I have a MySQL table with around 2m rows in it. I'm trying to run the below query and each time it's taken over 5 seconds to get results. I have an index on created_at
column. Below is the EXPLAIN
output.
Is this expected?
Thanks in advance.
SELECT
DATE(created_at) AS grouped_date,
HOUR(created_at) AS grouped_hour,
count(*) AS requests
FROM
`advert_requests`
WHERE
DATE(created_at) BETWEEN '2022-09-09' AND '2022-09-12'
GROUP BY
grouped_date,
grouped_hour
CodePudding user response:
The EXPLAIN shows type: index
which is an index-scan. That is, it is using the index, but it's iterating over every entry in the index, like a table-scan does for rows in the table. This is supported by rows: 2861816
which tells you the optimizer's estimate of quantity of index entries it will examine (this is a rough number). This is much more expensive than examining only the rows matching the condition, which is the benefit we look for from an index.
So why is this?
When you use any function on an index column in your search like this:
WHERE
DATE(created_at) BETWEEN '2022-09-09' AND '2022-09-12'
It spoils the benefit of the index for reducing the number of rows examined.

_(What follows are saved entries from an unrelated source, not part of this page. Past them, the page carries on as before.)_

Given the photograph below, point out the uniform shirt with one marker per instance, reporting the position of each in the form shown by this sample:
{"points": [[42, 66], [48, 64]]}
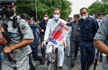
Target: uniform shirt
{"points": [[50, 27], [88, 29], [36, 30], [22, 32], [42, 24], [102, 33], [75, 33], [69, 34], [36, 42]]}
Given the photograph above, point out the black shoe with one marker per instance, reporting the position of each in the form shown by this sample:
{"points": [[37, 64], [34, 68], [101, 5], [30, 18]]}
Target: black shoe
{"points": [[42, 62], [100, 59], [68, 56], [48, 62], [87, 68], [75, 58], [60, 68], [72, 63]]}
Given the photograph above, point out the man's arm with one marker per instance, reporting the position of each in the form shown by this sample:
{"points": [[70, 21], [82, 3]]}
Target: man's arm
{"points": [[69, 23], [27, 37], [101, 46], [101, 36], [47, 32]]}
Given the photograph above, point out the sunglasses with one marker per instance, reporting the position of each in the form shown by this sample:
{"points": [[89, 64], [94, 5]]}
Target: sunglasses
{"points": [[83, 13], [8, 7], [56, 13]]}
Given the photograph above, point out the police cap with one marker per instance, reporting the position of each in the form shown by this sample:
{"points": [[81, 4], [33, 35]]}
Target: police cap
{"points": [[8, 2]]}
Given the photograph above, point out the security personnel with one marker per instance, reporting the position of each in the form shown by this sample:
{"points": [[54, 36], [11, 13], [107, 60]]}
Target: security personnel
{"points": [[52, 23], [88, 28], [75, 38], [21, 36], [100, 37]]}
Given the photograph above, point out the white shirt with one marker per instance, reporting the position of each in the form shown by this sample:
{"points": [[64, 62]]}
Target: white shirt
{"points": [[50, 27]]}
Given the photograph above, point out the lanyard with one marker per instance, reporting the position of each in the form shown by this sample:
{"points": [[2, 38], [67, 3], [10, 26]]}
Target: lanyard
{"points": [[85, 23]]}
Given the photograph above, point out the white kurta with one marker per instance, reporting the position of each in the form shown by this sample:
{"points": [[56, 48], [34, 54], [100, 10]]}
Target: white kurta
{"points": [[49, 29]]}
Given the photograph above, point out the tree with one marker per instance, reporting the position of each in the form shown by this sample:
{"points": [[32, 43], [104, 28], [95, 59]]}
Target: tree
{"points": [[98, 7], [29, 7]]}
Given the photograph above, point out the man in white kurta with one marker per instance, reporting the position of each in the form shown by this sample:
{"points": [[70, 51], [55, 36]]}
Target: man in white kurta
{"points": [[52, 23]]}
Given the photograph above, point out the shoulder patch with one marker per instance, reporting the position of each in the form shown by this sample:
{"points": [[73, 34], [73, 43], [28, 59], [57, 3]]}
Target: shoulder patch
{"points": [[23, 27]]}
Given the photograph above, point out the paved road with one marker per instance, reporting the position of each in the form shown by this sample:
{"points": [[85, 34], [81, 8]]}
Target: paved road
{"points": [[66, 65]]}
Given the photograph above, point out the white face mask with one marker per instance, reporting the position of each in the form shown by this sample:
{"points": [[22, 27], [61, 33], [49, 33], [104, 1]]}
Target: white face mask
{"points": [[56, 17], [99, 21], [84, 17], [45, 18]]}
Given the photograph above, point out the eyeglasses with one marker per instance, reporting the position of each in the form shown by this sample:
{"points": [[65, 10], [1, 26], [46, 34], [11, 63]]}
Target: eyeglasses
{"points": [[8, 7], [56, 13], [83, 13]]}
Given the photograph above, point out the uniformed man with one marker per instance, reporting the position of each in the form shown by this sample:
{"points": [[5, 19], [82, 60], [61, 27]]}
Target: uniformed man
{"points": [[21, 36], [88, 28], [70, 19], [100, 37], [52, 23], [75, 38]]}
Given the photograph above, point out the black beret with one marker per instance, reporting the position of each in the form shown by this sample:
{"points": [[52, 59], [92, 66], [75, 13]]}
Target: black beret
{"points": [[8, 2]]}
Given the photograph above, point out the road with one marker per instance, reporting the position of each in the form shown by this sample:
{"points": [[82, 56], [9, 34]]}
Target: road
{"points": [[66, 65]]}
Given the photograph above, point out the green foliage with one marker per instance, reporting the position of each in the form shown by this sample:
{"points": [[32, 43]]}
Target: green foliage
{"points": [[29, 7], [98, 7]]}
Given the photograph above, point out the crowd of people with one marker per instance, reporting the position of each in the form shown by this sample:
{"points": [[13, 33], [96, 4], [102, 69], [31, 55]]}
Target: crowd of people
{"points": [[22, 35]]}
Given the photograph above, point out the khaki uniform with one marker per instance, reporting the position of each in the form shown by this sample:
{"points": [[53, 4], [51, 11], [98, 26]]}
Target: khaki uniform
{"points": [[102, 35], [23, 31]]}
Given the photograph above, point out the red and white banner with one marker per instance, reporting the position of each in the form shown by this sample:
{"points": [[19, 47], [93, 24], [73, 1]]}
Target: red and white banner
{"points": [[59, 33]]}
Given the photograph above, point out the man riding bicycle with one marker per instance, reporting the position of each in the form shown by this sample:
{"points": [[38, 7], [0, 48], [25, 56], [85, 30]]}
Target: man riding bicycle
{"points": [[52, 23]]}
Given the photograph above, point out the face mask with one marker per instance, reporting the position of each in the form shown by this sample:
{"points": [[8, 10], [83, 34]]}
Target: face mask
{"points": [[8, 12], [56, 17], [31, 22], [99, 21], [45, 18], [84, 17]]}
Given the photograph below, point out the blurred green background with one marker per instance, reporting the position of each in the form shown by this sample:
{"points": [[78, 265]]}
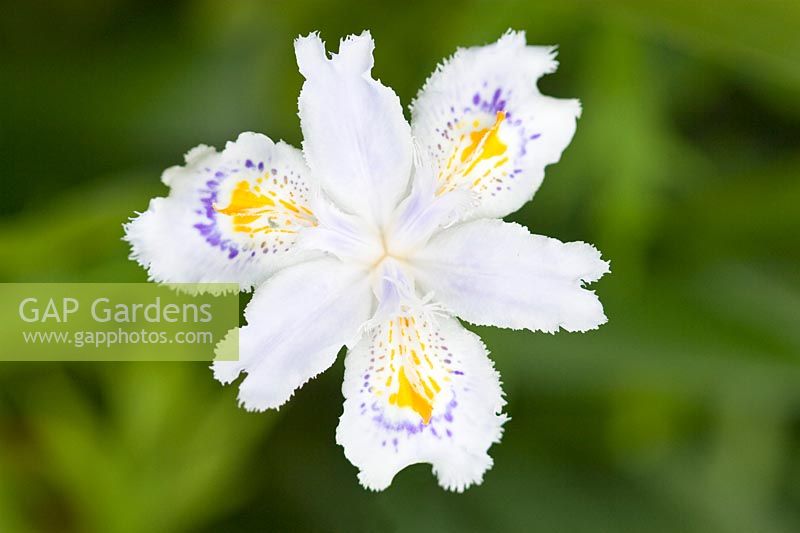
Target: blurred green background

MySQL's optimizer doesn't have any intelligence about the result of functions, so it can't infer that the order of return values will be in the same order as the index. Therefore it can't use the fact that the index is sorted to narrow down the search. You and I know that this is natural for DATE(created_at)
to be in the same order as created_at
, but the query optimizer doesn't know this. There are other functions like MONTH(created_at)
where the results are definitely not in sorted order, and MySQL's optimizer doesn't attempt to know which function's results are reliably sorted.
To fix your query, you can try one of two things:
Use an expression index. This is a new feature in MySQL 8.0:
ALTER TABLE `advert_requests` ADD INDEX ((DATE(created_at)))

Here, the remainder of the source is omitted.